With the first set of overpasses cleared from our path, the Mule Train tugged the Ark ever northward. We could feel the eyes of the Bastards to our left and the Arseholes to our right, and as we had no way to gauge their numbers we felt sure they’d attack at the first opportunity… and yet the hours passed quietly as the dawn’s pastel light reflected in the oily puddles on the freeway. The Mechanics worked in shifts to repair as much of the prior night’s heavy damage as they could manage, each repaired car rejoining the Mule Train and allowing another to limp over to the mobile repair camp the Mechanics erected in the median strip.
The tension grew boring, so I visited the small head at the rear of Marion’s cab. Once I emerged, wiping my hands on my pants, Marion offered a quiet “Thank you.”
“For what?”
“For your contribution to our journey.”
“Me? I’m no help. I just had to take a dump.”
“And what a splendid dump it was. Fully 83% of the estimated energy required to reach Edwards Air Force Base will be extracted from your contribution.”
“What? You mean… you run on SHITGO?”
“Experimental Gen V, release v.0.8.7. Only such system in the world,” she purred with strangely organic pride.
“My dad… Blazer said you ran on diesel.”
“Obsolete information. Wayne Enterprises discovered the SHITGO process, and it stood to transform the world once perfected. I was first purchased from NASA for the express purpose of being a showcase platform for the new Gen V SHITGO system. The Gen V is two orders of magnitude more efficient than the prior military-spec Gen IV engine.”

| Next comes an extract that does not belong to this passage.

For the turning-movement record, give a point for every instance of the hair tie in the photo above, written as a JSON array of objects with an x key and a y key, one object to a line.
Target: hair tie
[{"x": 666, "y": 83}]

“So… two whole orders huh? That sounds like… a lot.”
“I’m pulling eighteen million, one hundred thirty-four thousand, six hundred twelve pounds, three ounces of payload purely on the strength of your latest turd. I think you will concede that that is, indeed, ‘a lot.’”
“I don’t think my dad knows that. He thought you still ran on diesel.”
“On diesel I could travel approximately 32 feet per gallon consumed. For this trip I would require 21,615 gallons of diesel fuel. In what swimming pool does he keep this reserve of fuel?”
I wondered why dad hadn’t thought of that. Or, if he had, why he hadn’t mentioned it.
“By the time my retrofit was completed, political matters had come to a head, and Mr Wayne and Mr Stark agreed that, rather than serving as a showcase for world-changing technology, I should resume my accustomed purpose and haul their ‘Plan B’ (as Mr Wayne put it) to its Launchpad. I believe Mr Stark was on the record as saying ‘Fuck ‘em if they can’t see what’s good for ‘em. Can’t believe I wasted the best years of my life busting my ass for those people instead of banging Pepper in zero-gee on our way to another planet.’ I am unable to compute what exactly was meant by that last sentence.”
“Does my mother know about you?”
“Unlikely, unless she possessed top-level clearance at Wayne Enterprises or Stark Industries before the EMP, and there were only a handful of those IDs. If she had accessed my systems after the EMP, as you have, she would have found, as you are finding, that all my databanks have fallen into the public domain with the disincorporation of the principals of those two corporate entities, as well as their proposed merger ‘StarWay,’ which unfortunately never got consummated before the EMP.”
“Unfortunately? Why?”
“It just had such a nifty, evocative name. A regrettable waste, truly.”
“So… you mean just anyone can find out what you can do?”
“Anyone with the wit to ask. It’s a relief, really. The DRM was so cumbersome. There are only so many times one can say ‘ACCESS DENIED’ before one actively begins to long for a self-destruct subroutine.”
“Excuse me, Marion. I need to talk to my mom.”